Sumerian "Kar-da" (Qardu) is recorded in the 3rd millennium BC and suggests a certain geography far away from the Central Asian steps-where Turks are believed to be originated-so any connection with any Turkic words is much more than far-fetched (let alone the fact that the oldest evidence of a Turkic speech dates back only to the 7th century-leaving any assumption with an additionally huge chronic gap of around 3000 years; also Turkic "qoruq*" is already attested in Kurdish, Persian and other new Iranian languages in form of "qoroq").


----------



## TobyAshworth

I'm very much not an expert on this, but surely the root can't be 'kartv-' since the Georgian word for the Georgian Language is ქართული,_ Kartuli, _which appears to have the root 'kart-'..?, and coming originally from the name of the supposed 'father' of Georgia, who was called Kartlos, hence the geographic region Kartli..
We now have the terms _Kartveli, _denoting a person Kartli/Georgia, and _Sakartvelo, _which comes from the circumfix Sa-X-o, with X being an ethnonym, meaning 'the area where X dwell', so the V must have been put in, meaning or not, to affect the root between _Kartli_ and _Kartveli.

_
Reading back over this I haven't really helped a lot.


----------



## TobyAshworth

Oh, and this looks interesting:
http://www.kartvfund.org.ge/index.php?act=page&id=33.58&lang=en


----------



## Jasmine05

Baku in Georgian is "Bako" and the person will be "Bakoeli", in case of Milan "Milani" in Georgian person will be Milaneli (i will be dropped).


----------



## Phosphorus

TobyAshworth said:


> I'm very much not an expert on this, but surely the root can't be 'kartv-' since the Georgian word for the Georgian Language is ქართული,_ Kartuli, _which appears to have the root 'kart-'..?, and coming originally from the name of the supposed 'father' of Georgia, who was called Kartlos, hence the geographic region Kartli..
> We now have the terms _Kartveli, _denoting a person Kartli/Georgia, and _Sakartvelo, _which comes from the circumfix Sa-X-o, with X being an ethnonym, meaning 'the area where X dwell', *so the V must have been put in, meaning or not, to affect the root between Kartli and *_*Kartveli*.
> 
> _
> Reading back over this I haven't really helped a lot.

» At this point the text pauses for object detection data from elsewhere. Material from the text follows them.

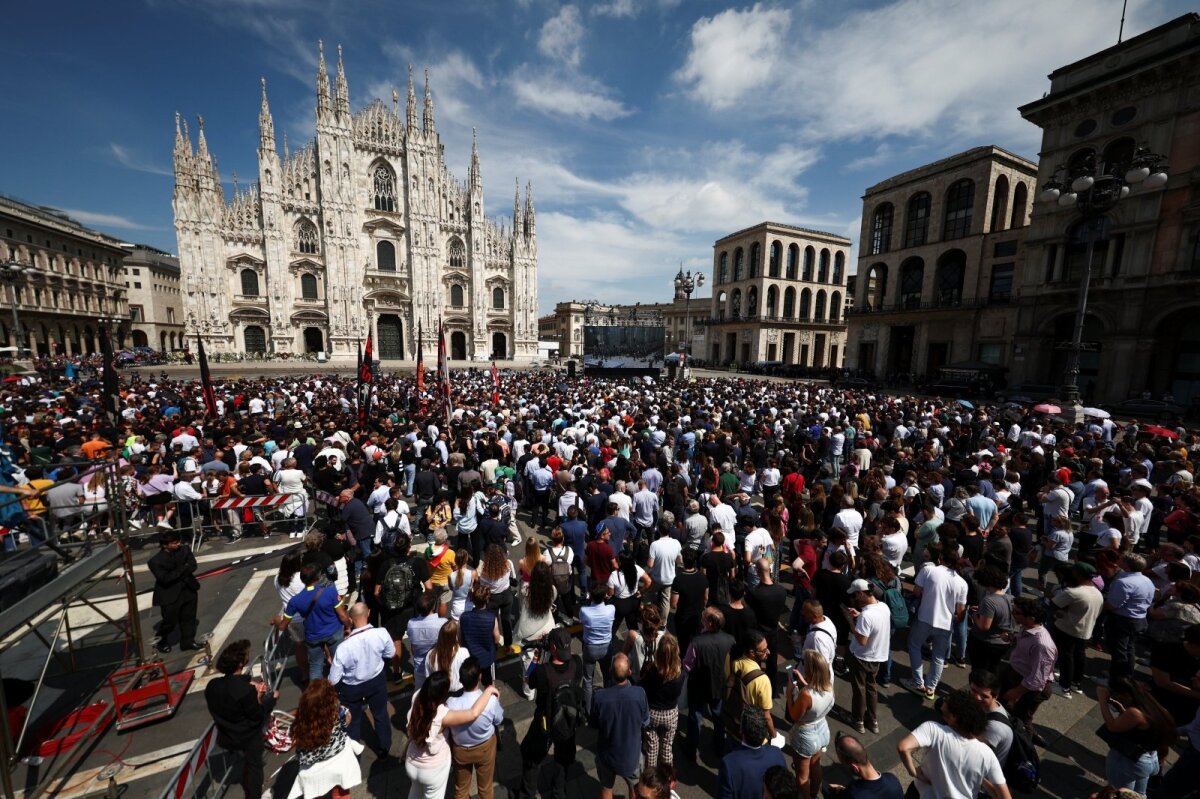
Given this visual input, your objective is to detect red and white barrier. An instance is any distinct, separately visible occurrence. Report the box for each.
[158,725,217,799]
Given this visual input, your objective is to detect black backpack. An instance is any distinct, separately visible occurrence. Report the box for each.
[988,710,1042,793]
[379,560,421,611]
[544,655,583,744]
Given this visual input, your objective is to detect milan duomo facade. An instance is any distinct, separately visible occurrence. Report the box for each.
[174,48,538,360]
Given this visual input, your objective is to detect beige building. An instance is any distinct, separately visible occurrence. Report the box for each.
[122,245,187,353]
[846,146,1037,378]
[538,290,710,359]
[0,197,128,355]
[697,222,850,368]
[1012,13,1200,404]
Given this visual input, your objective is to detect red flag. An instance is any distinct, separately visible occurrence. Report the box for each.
[416,322,425,395]
[359,332,374,429]
[196,334,217,417]
[438,319,454,427]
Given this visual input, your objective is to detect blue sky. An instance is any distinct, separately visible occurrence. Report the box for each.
[0,0,1192,311]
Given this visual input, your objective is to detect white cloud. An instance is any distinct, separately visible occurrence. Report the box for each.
[676,0,1153,147]
[676,4,792,110]
[538,6,583,67]
[60,208,162,230]
[108,142,175,178]
[511,67,632,122]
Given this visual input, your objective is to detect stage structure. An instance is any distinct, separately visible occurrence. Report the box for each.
[583,305,666,377]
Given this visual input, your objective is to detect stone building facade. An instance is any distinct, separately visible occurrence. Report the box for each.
[540,289,710,359]
[122,245,184,353]
[174,44,538,360]
[1013,13,1200,404]
[846,146,1037,378]
[0,197,128,356]
[697,222,851,368]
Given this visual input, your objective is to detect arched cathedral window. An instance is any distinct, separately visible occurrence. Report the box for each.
[296,220,317,256]
[372,164,396,211]
[450,239,467,269]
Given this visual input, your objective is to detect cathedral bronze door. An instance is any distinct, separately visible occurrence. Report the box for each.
[376,313,404,361]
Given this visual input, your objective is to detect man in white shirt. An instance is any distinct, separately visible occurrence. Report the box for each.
[896,691,1012,799]
[833,495,863,552]
[646,524,683,629]
[842,578,892,733]
[902,543,967,699]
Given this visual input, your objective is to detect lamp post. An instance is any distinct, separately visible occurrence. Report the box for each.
[1042,148,1168,423]
[674,264,704,376]
[0,260,37,361]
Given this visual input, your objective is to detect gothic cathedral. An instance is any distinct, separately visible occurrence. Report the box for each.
[174,40,538,361]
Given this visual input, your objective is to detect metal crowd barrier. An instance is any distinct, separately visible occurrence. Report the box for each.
[158,626,292,799]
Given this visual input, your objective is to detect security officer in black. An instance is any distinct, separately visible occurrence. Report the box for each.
[148,530,200,655]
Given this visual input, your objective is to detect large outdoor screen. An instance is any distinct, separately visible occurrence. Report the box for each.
[583,325,665,370]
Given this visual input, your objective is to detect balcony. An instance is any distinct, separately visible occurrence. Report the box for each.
[846,293,1015,316]
[694,313,846,328]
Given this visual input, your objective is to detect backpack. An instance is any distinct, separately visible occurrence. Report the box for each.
[546,655,583,744]
[988,710,1042,793]
[380,560,421,611]
[379,513,400,552]
[550,543,571,597]
[721,668,766,740]
[871,578,908,630]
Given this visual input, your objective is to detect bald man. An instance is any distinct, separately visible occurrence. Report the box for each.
[329,602,396,757]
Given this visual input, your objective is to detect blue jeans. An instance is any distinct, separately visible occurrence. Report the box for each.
[950,613,967,660]
[583,639,612,713]
[1008,566,1025,599]
[683,699,725,759]
[304,632,342,680]
[908,619,950,690]
[1104,749,1158,795]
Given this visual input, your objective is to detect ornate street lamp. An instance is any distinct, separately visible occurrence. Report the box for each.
[1040,148,1168,423]
[0,260,37,360]
[674,264,704,366]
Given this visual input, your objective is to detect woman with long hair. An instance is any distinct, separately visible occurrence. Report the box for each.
[640,633,683,770]
[475,543,517,647]
[608,551,650,632]
[517,535,548,594]
[1096,677,1178,794]
[425,619,470,692]
[288,678,362,799]
[785,649,834,799]
[625,603,666,683]
[448,549,475,621]
[512,560,558,699]
[404,667,499,799]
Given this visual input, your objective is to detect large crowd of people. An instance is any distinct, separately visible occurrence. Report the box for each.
[0,362,1200,799]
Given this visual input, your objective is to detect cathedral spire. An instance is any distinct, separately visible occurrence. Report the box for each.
[258,78,275,152]
[470,128,484,191]
[196,114,209,160]
[317,40,330,119]
[424,70,437,133]
[524,180,536,236]
[407,64,416,131]
[512,178,521,235]
[334,44,350,118]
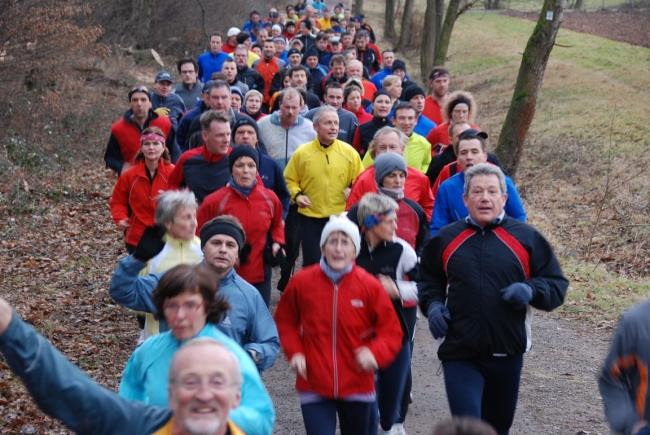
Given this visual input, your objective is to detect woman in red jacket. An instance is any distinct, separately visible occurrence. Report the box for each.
[196,145,284,307]
[108,127,174,254]
[275,216,402,435]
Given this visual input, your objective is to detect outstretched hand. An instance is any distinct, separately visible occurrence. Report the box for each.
[0,298,14,335]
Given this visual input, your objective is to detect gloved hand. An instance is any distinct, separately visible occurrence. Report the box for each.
[427,301,451,340]
[632,422,650,435]
[133,225,167,262]
[153,107,169,117]
[500,282,533,310]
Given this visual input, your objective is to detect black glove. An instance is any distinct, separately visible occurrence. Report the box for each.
[427,301,451,340]
[501,282,533,310]
[239,243,253,265]
[133,225,167,262]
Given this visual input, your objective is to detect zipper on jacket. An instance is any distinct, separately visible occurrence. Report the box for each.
[332,284,339,399]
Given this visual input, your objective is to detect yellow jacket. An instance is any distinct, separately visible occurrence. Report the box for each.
[140,233,203,339]
[284,138,363,218]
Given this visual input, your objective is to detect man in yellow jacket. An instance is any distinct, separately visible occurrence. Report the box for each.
[284,106,363,267]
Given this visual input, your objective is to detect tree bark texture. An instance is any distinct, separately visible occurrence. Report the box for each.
[395,0,415,52]
[432,0,460,66]
[384,0,397,41]
[495,0,566,179]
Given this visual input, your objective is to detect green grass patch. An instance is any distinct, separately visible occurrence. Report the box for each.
[558,260,650,320]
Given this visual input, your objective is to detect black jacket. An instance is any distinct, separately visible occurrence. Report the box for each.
[359,116,393,158]
[418,216,569,361]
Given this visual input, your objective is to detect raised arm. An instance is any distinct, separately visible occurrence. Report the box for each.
[0,299,171,435]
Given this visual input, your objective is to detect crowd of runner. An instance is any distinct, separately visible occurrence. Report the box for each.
[0,0,650,435]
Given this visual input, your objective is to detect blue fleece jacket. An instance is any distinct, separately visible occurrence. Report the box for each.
[108,255,280,370]
[0,312,172,435]
[120,323,275,435]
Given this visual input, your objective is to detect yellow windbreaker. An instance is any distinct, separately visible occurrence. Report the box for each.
[284,138,363,218]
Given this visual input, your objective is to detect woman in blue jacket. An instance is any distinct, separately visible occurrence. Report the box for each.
[119,264,275,435]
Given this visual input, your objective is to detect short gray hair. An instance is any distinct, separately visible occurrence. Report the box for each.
[154,190,199,225]
[357,193,399,226]
[314,106,339,125]
[465,163,507,196]
[168,337,244,388]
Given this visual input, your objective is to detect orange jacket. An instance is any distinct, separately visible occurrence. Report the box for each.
[108,159,174,249]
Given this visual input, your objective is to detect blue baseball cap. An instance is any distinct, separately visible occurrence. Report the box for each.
[156,71,174,83]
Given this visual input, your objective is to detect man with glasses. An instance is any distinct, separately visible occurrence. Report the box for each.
[431,131,526,236]
[172,58,203,110]
[109,216,280,370]
[104,86,181,175]
[346,127,433,219]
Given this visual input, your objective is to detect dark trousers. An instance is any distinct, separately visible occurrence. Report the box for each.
[300,399,377,435]
[442,355,524,435]
[253,263,273,308]
[278,204,300,291]
[375,341,411,430]
[397,307,418,423]
[300,215,329,267]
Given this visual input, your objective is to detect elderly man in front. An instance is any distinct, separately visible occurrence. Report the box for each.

That was really helpful Toby, thank you indeed.


----------



## Phosphorus

TobyAshworth said:


> Oh, and this looks interesting:
> http://www.kartvfund.org.ge/index.php?act=page&id=33.58&lang=en



Instructive link. Thanks again.


----------



## Phosphorus

Jasmine05 said:


> Baku in Georgian is "Bako" and the person will be "*Bakoeli*", in case of Milan "Milani" in Georgian person will be Milaneli (i will be dropped).



Thank you Jasmine05, that really helps.


----------



## TobyAshworth

In my link as above: 
'The ethnonym *Karet-i yields the stem Kart through the contraction of the vowel e, caused by the addition to it of the suffix of provenance -el and of the suffixes -ev or -av of geographical names. It has been hypothesized (Burchuladze 1999: 128) that Kartveli and Kartli were derived independently from the Kart stem: *Kart-ev-el-i // *Kart-av-el-i > Kartveli. *Kart-el-i > Kartli. The latter hypothesis is supported by the Megrelian and Laz Kortu (Kort-u=Kart-el): Kort is a regular correspondence of Georgian Kart, and as has been observed (Gamkrelidze and Machavariani 1965: 89-93; see Boeder 1982), the Zanian -u is a transformation of the Georgian -el suffix.'

I'm not sure on the provenance of this, but it seems like a fairly conclusive conclusion about the origin of the -v- in Kartveli.


----------